TORONTO: The Canadian dollar was little changed against its US counterpart on Tuesday as a stronger greenback, bolstered in part by supportive housing-related data, offset a rise in US crude prices, while overall trading was extremely range-bound.
US housing starts fell last month after a hefty increase the prior month, but a surge in permits for future construction to a near eight-year high signaled underlying strength in the market, which has seen prices and sales rising.
The data comes as Federal Reserve officials are gathered for a policy meeting that ends tomorrow. Investors have been shifting their focus toward the Fed and how it views the latest round of economic data. The US central bank is widely expected to resume raising interest rates sometime this year, but markets are looking for clues on whether it will come sooner or later.
"I don't think the Fed's going to do anything until later this year," said David Bradley, a director of foreign exchange trading at Scotiabank, adding that he expects the Canadian dollar to trade between C$1.1950 and C$1.26 over the coming weeks and months.
"I don't see anything imminent that will take us out of the currency range."
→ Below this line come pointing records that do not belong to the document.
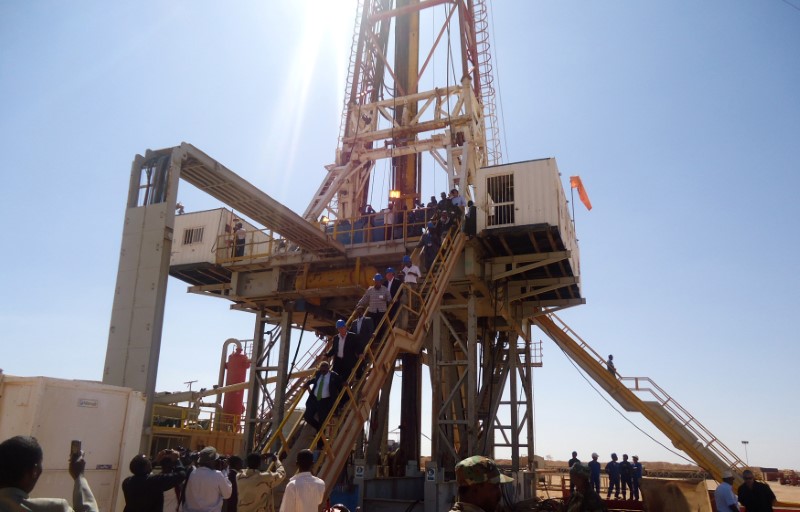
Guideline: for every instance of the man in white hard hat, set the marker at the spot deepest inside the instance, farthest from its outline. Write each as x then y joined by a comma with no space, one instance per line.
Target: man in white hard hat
723,497
594,473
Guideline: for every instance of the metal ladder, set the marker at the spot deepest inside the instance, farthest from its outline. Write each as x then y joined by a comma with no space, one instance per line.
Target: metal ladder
340,430
663,411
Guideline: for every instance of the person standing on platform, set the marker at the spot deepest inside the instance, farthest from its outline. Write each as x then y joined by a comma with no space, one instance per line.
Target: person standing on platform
571,462
323,388
304,492
612,468
594,473
375,301
346,350
723,496
239,238
610,365
755,496
584,499
429,242
637,477
626,475
392,284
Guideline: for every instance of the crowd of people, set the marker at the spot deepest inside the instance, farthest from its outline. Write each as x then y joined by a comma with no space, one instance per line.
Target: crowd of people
623,477
204,481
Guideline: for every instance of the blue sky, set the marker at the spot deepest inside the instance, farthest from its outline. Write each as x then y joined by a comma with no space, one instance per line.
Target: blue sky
682,118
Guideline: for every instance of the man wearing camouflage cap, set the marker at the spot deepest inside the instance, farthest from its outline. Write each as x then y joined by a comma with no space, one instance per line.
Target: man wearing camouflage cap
478,480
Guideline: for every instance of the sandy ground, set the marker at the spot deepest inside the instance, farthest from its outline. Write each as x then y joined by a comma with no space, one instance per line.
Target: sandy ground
784,493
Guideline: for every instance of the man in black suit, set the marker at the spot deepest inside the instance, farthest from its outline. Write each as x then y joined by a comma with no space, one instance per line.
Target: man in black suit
323,388
392,284
346,350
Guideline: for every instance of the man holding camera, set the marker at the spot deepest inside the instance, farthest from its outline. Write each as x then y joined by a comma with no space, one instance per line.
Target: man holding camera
144,491
207,485
20,468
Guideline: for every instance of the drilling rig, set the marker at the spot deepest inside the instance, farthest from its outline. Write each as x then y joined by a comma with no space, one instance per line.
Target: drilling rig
511,256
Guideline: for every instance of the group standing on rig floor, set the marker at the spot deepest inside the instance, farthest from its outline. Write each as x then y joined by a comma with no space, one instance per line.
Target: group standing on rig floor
623,477
206,482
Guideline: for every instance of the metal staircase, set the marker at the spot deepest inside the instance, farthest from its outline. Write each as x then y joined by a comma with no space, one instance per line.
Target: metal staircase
663,411
341,429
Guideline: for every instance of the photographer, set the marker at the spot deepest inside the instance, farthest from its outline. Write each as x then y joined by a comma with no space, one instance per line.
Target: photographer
20,469
144,491
207,485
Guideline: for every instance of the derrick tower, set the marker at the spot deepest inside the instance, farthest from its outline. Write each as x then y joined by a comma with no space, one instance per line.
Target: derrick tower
419,102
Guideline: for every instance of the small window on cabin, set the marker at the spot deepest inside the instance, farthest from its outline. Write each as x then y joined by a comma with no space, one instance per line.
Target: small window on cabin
193,235
500,200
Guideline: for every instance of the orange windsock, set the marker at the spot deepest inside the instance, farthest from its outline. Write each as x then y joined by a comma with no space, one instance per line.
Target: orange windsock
575,182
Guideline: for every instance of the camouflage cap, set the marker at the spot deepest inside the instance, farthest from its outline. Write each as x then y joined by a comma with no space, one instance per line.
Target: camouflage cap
579,469
477,470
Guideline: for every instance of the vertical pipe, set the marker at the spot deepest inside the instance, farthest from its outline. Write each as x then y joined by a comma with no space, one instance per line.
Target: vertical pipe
254,391
472,374
513,358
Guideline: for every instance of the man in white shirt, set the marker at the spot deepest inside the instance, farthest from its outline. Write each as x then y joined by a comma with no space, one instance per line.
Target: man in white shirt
724,497
457,200
411,275
207,486
20,468
411,272
304,492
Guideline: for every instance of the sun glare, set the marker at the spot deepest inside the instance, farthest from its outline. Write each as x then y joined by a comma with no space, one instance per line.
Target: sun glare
320,56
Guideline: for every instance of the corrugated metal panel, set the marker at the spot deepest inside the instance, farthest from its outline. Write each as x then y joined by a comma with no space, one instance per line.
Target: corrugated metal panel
216,180
538,198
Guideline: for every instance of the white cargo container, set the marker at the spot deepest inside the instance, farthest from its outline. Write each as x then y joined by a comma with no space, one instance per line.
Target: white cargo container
107,419
206,237
525,194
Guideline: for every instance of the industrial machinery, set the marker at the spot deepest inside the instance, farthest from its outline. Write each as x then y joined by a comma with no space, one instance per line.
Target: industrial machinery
467,323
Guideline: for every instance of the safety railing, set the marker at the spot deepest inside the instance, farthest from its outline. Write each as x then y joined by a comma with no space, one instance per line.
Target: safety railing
351,407
683,420
374,227
190,418
646,386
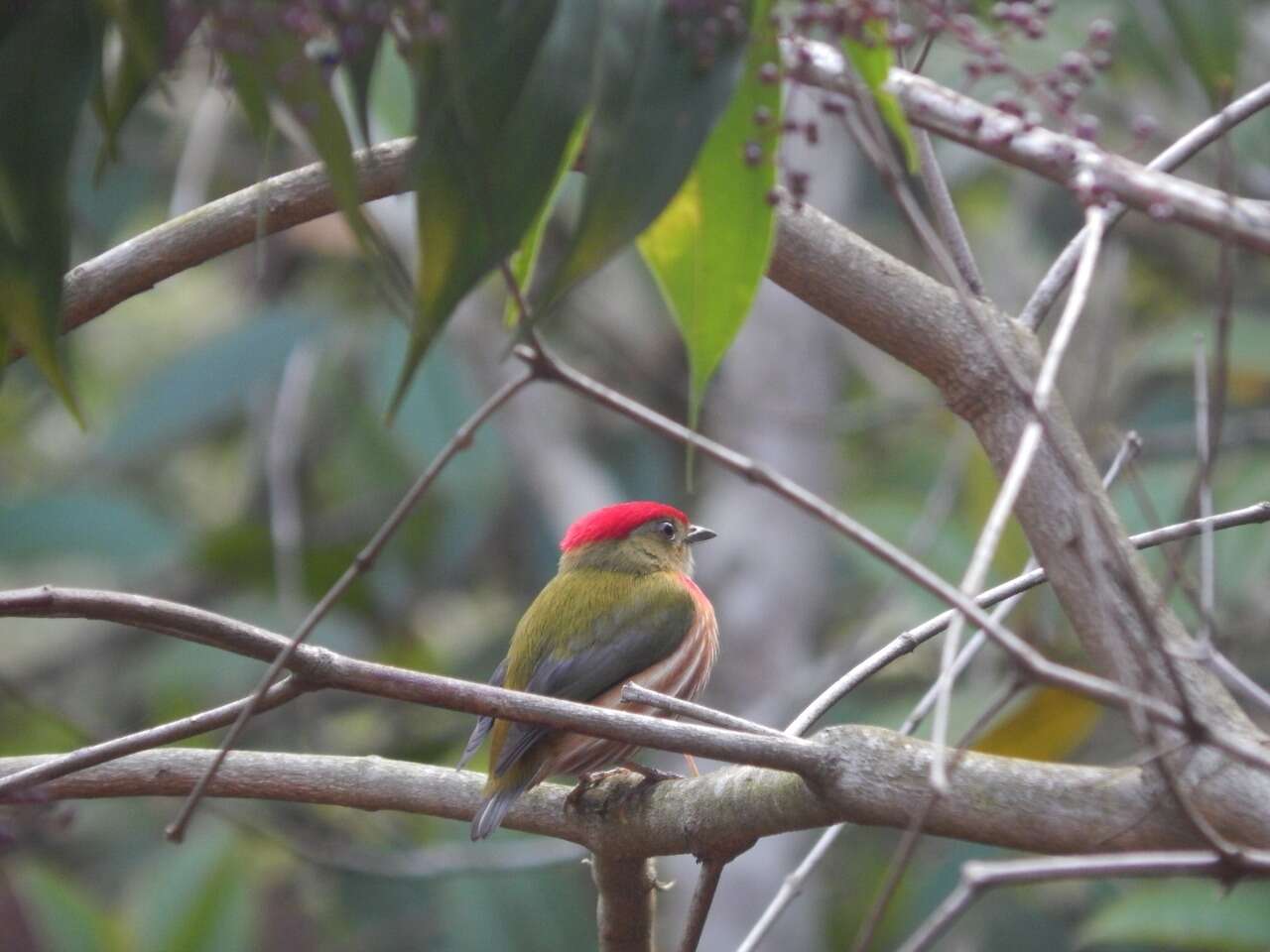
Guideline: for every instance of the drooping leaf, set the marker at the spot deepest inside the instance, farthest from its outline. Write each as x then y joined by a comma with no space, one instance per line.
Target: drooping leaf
1048,725
48,61
359,41
708,249
193,898
526,258
657,100
871,58
1183,915
1210,37
498,99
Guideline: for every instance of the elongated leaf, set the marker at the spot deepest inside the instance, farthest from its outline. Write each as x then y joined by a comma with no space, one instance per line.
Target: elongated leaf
359,40
656,104
272,61
708,249
873,59
526,258
498,99
48,61
145,33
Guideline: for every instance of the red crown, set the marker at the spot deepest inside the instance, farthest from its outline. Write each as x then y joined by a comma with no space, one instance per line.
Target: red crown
616,522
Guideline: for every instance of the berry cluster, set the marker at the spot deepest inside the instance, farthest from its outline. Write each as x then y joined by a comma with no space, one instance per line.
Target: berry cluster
706,27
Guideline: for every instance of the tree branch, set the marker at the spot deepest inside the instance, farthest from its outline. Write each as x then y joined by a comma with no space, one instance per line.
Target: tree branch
874,777
1052,155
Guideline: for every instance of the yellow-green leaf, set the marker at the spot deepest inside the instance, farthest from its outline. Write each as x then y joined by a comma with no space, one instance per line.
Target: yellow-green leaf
708,249
1048,725
871,58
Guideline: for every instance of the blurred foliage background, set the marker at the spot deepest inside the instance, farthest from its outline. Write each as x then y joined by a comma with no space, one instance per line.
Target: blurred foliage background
235,457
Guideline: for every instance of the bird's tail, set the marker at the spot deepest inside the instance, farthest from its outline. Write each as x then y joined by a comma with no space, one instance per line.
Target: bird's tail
493,809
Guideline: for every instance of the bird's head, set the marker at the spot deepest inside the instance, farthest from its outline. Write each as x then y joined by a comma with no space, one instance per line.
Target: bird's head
631,537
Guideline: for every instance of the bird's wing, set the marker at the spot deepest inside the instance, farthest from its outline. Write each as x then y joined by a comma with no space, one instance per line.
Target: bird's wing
612,635
484,722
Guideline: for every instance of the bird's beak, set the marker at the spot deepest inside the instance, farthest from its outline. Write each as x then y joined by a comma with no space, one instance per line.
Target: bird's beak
698,534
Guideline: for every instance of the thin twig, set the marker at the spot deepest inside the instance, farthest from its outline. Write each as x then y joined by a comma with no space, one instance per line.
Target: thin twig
1128,449
1209,131
980,876
635,693
362,562
945,213
911,639
1024,654
1014,481
913,834
707,883
182,729
1206,556
1053,155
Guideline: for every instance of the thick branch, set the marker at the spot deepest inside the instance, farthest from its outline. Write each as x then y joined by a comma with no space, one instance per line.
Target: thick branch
876,777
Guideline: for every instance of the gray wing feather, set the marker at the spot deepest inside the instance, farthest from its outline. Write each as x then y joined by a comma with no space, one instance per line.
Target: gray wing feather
485,722
648,634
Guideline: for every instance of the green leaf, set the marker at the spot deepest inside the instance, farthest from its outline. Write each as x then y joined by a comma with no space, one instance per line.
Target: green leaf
656,104
1185,914
871,58
144,31
48,60
275,62
498,99
206,385
1210,37
359,44
194,898
708,249
526,258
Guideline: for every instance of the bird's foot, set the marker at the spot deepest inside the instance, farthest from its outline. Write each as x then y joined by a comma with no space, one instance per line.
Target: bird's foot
651,774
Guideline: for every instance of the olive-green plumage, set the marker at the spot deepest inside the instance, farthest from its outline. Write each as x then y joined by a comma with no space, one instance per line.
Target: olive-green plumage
615,608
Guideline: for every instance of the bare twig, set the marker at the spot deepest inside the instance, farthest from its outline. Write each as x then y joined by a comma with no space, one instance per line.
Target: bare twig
1014,481
1129,448
1052,155
1203,135
911,639
711,869
1024,654
1203,449
945,213
113,749
916,828
361,563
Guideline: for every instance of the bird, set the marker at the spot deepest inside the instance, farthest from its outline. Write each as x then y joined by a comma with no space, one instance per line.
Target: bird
622,607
The Canadian dollar finished the session at C$1.2312 to the greenback, or 81.22 US cents, not far off the Bank of Canada's official close of C$1.2317, or 81.19 US cents. The currency traded between C$1.2302 and C$1.2347 during the session.
US crude oil prices edged up, supported by a tropical storm that was moving ashore in the oil-producing state of Texas, but a global supply glut limited gains and put Brent under pressure. US crude settled up 45 cents to $59.97 a barrel, while Brent crude lost 25 cents to $63.70.
US housing data showed groundbreaking dropped 11.1 percent to a seasonally adjusted annual pace of 1.04 million units, while permits for future home building increased 11.8 percent to a 1.28 million-unit rate, the highest since August 2007.
Domestically, foreign investors bought Canadian securities for the fourth straight month in April, snapping up C$12.94 billion to set a record high for the opening four months of a year.
Canadian wholesale trade data for April is due at 8:30 a.m. EDT (1230 GMT) on Wednesday, followed by the Fed's rate decision at 2:00 p.m. (1800 GMT).
Canadian government bond prices were higher across the maturity curve, with the two-year price up 3 Canadian cents to yield 0.609 percent and the benchmark 10-year up 25 Canadian cents to yield 1.740 percent.
The Canada-US two-year bond spread was -8.5 basis points, while the 10-year spread was -56.9 basis points.